Certains départements profitent largement de cette embellie comme les Vosges (+14,5% sur un an), le Gard (+11,7%) et la Charente-Maritime (+10,4%). En revanche, le marché des appartements anciens est toujours à la baisse dans l'Ain (-10,1%), le Pas-de-Calais (-6,2%), le Doubs et le Morbihan (-5,3%).

Mulhouse (Haut-Rhin) est la ville où la baisse des prix est la plus forte (-12,4%).
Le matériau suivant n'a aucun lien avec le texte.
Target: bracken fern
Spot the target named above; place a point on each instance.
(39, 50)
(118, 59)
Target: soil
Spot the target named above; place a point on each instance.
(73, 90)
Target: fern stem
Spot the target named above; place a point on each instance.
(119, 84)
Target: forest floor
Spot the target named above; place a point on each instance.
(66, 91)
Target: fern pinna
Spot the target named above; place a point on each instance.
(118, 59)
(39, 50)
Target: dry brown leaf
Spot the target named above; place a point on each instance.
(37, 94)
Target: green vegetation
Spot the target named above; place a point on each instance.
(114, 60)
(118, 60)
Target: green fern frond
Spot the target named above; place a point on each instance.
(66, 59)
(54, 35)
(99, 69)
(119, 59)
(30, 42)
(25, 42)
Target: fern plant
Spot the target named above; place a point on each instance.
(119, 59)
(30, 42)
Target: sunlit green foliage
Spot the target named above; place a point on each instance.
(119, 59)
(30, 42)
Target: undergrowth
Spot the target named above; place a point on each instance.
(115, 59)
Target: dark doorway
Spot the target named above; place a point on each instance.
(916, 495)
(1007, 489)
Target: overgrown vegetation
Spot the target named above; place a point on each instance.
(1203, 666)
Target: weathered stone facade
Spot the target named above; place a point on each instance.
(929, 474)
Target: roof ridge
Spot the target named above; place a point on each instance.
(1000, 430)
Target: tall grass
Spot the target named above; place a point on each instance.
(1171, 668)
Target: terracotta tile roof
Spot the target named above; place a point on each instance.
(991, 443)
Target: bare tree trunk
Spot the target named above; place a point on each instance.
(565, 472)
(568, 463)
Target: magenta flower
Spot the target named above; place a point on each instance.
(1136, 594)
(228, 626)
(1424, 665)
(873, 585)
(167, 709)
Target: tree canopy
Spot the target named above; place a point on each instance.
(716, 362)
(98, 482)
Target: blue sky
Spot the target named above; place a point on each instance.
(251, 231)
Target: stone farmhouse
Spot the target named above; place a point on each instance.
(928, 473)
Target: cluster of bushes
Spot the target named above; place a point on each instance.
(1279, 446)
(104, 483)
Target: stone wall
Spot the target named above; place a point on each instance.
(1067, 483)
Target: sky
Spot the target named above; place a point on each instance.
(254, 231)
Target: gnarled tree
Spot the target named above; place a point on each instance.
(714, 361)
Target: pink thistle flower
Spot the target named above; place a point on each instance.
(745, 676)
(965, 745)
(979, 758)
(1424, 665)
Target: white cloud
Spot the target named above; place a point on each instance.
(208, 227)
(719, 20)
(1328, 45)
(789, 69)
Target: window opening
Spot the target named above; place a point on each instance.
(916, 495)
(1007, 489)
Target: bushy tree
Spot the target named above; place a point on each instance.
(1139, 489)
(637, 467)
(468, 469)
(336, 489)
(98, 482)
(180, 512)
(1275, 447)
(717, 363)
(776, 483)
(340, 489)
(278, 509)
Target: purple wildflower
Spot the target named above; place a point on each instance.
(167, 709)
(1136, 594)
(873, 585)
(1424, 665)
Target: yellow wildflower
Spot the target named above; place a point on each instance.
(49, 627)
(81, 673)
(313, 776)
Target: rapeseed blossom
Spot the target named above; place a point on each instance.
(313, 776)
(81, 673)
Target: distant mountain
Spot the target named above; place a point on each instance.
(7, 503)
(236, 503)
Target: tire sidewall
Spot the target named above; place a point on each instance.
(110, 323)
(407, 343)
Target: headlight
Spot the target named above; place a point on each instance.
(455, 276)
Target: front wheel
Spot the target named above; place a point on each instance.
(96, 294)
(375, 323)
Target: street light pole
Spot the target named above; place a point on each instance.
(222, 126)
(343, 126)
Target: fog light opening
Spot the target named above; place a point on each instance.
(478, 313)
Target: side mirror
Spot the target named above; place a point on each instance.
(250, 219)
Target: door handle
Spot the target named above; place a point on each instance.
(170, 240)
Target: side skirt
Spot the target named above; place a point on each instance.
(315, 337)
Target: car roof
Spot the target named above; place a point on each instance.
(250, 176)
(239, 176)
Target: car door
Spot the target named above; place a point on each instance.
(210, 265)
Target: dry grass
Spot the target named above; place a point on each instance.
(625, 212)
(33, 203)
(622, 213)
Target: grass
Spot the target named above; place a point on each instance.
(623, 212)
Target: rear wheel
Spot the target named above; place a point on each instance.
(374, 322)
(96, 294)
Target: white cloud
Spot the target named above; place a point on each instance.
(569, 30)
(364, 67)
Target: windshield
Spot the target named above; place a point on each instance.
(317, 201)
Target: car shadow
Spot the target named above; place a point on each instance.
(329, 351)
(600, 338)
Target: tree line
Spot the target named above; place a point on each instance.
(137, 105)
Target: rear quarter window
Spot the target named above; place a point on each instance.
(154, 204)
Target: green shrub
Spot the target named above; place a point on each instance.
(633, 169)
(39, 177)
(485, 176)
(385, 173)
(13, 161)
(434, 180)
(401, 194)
Inversement, le marché flambe de 19,9% à Avignon et de 22% dans les Alpes-de-Haute-Provence.

Plus difficile dans les départements ruraux

Pour les maisons, le marché est toujours à la baisse en Lozère, dans les Landes, les Deux-Sèvres, la Meuse, l'Allier et le Cher, qui connaissent des évolutions négatives de prix comprises entre -4% à -13%. A contrario, les départements de la Gironde, la Drôme, la Loire Atlantique, la Marne et la Seine Maritime connaissent des augmentations de prix de plus de 10%.

« La reprise ne semble pas profiter à tous, les départements ruraux ayant beaucoup de difficultés à retrouver le marché d'avant crise », indiquent les Notaires de France.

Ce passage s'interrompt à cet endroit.